Best practices for sizing and self-monitoring IcingaDB

HAL · May 31, 2023, 2:02pm

Hello Icinga2 Community,

I’m in the process of migrating to IcingaDB from IDO, and I’m having trouble finding detailed best practices and recommendations for sizing the database and Icinga-Redis in the official documents.

In particular, I am seeking guidance on:

Sizing the database and Icinga-Redis: Is there any rule of thumb or guidelines to follow for estimating the required RAM, CPU, and IOPS, especially considering the scale of monitoring required in a multi-master setup?
Self-monitoring: What metrics should be monitored regarding IcingaDB and Icinga-Redis in a multi-master setup to ensure optimal performance and early problem detection?

Any insights or pointers to relevant resources would be greatly appreciated.

Thank you in advance for your assistance.

Best regards,
Dennis

ShowMeYourSkil · May 31, 2023, 5:53pm

Hello Dennis,

There is no rule of thumb here.

I use the following sizing for my master-master environment and for 8 satellites:

Icinga Master-Cluster: 4x vCPU, 8GB RAM, 40GB HDD
Icinga Database Server: 4x vCPU, 8GB RAM, 50GB HDD
Icinga Grafana Server: 4x vCPU, 4GB Ram, 100GB HDD
Icinga Satellites: 2x vCPU, 4GB Ram, 20GB HDD

It is important to check the number of hosts and services. My environment has 338 hosts and 2832 services. I hope this information was of some help to you.

Best regards
David

HAL · June 1, 2023, 9:01am

Hello David,

Thank you for your response. Unfortunately, I’m working with a significantly larger setup, making it not directly comparable. My database runs on a 3-node Galera cluster with 4 CPUs and 24GB RAM each. Both the masters and satellites are equipped with 16GB RAM and 16 CPUs each.

The IDO Database currently stands at approximately 5.5GB in size with a 1-year retention policy applied. A configuration reload takes about 2 minutes and 30 seconds. I’m not at liberty to disclose the number of hosts and services monitored by this setup. I just want to avoid unpleasant surprises, because I cannot reproduce the actual load on the development and staging environment.

Best regards,
Dennis

ShowMeYourSkil · June 3, 2023, 12:29pm

Hello Dennis,

I understand. After my upgrade from IDO to Icinga DB, I did not change anything in my hardware setup.

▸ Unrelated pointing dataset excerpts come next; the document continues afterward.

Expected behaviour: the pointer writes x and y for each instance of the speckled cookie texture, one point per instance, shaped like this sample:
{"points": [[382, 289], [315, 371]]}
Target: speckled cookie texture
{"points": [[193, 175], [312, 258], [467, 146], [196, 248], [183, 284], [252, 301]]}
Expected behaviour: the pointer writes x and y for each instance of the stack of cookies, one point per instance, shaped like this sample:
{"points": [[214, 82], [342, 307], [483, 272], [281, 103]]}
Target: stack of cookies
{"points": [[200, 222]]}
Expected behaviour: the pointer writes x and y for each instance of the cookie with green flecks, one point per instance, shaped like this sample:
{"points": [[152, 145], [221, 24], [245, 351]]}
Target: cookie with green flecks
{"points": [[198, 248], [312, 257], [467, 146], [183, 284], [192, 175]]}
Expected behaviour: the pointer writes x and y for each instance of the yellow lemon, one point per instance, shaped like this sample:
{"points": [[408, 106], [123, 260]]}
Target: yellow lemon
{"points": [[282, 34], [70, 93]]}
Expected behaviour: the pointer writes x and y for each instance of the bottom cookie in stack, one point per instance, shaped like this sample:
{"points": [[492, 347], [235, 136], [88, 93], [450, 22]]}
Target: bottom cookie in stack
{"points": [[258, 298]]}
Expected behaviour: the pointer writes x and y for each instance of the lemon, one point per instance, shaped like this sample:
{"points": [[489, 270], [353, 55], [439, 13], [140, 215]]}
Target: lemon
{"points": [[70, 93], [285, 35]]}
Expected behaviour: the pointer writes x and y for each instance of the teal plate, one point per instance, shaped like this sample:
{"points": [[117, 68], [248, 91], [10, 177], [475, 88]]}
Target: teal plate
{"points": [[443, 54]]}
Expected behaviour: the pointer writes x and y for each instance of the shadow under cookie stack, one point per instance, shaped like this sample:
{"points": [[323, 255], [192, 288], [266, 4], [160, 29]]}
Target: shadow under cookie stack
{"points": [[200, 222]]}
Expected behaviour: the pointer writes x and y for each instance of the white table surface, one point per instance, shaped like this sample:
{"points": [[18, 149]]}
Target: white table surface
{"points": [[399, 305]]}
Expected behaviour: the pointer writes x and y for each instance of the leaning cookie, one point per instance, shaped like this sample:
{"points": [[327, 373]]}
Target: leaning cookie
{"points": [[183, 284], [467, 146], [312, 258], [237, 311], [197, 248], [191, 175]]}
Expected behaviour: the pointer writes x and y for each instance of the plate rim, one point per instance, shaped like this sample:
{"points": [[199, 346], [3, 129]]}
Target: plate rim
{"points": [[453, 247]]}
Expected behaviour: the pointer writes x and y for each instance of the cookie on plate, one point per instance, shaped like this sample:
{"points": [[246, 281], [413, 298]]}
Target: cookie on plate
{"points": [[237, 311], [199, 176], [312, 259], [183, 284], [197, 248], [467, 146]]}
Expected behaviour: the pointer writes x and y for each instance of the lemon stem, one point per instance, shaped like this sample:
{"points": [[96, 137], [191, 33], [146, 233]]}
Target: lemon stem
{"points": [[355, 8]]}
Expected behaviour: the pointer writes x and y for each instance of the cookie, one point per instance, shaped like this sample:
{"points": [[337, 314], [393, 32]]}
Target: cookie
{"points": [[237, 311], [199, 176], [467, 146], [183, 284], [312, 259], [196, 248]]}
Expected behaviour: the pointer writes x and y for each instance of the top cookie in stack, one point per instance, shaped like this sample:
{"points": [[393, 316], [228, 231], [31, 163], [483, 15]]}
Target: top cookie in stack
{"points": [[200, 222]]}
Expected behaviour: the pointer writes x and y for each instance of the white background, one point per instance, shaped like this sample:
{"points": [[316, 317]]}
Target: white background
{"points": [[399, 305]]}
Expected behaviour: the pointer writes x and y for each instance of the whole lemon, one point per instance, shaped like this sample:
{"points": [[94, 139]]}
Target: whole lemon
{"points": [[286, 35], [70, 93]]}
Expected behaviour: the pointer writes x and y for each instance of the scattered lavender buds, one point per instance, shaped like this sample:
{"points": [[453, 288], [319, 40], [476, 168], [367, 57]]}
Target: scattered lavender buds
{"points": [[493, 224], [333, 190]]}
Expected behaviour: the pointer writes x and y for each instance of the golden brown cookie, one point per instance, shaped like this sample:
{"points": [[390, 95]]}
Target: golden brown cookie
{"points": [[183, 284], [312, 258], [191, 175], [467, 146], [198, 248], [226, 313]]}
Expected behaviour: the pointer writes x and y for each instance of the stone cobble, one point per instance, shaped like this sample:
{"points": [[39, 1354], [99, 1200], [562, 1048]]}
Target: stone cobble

@log1c has already made a list of this. Maybe this information will help Advice for hardware requirement - #2 by aflatto

Best regards
David

matthew.smith · June 6, 2023, 1:04am

Server sizing will depend on the size of your setup so I’m not going to suggest specifics. Besides the size of servers though some of the things you want to consider if you are planning to have 1,000’s or 10,000’s hosts and services are

keeping things separate helps, Icinga masters, database and IcingaWeb2 all on their own hosts.
housekeeping should be setup from the start for all components (Icinga DB Housekeeping)
don’t run checks on the master, if that means you create a dedicated satellite to run checks do that
be careful of how you use apply rules and/or automation, you should use them but try to break things up a small amount. This is so when you change something it only results on part of your configuration changing rather than all of it. The reload bomb is real.

To expand on the last point, if you import hosts with director automation it is better to have multiple small import sources and sync rules rather than a single large import source and sync rule.

This is because a change to the single import source may result in all your hosts changing which is a large reload task for the masters. Multiple small import sources allow you to make more target changes or spread out over multiple deployments. It also helps contain human error in sync rules as the fallout is smaller
examples of breaking up import rules might be AWS hosts, VMware Hosts, Physical Hosts or by department. The best way to do this depends on your needs.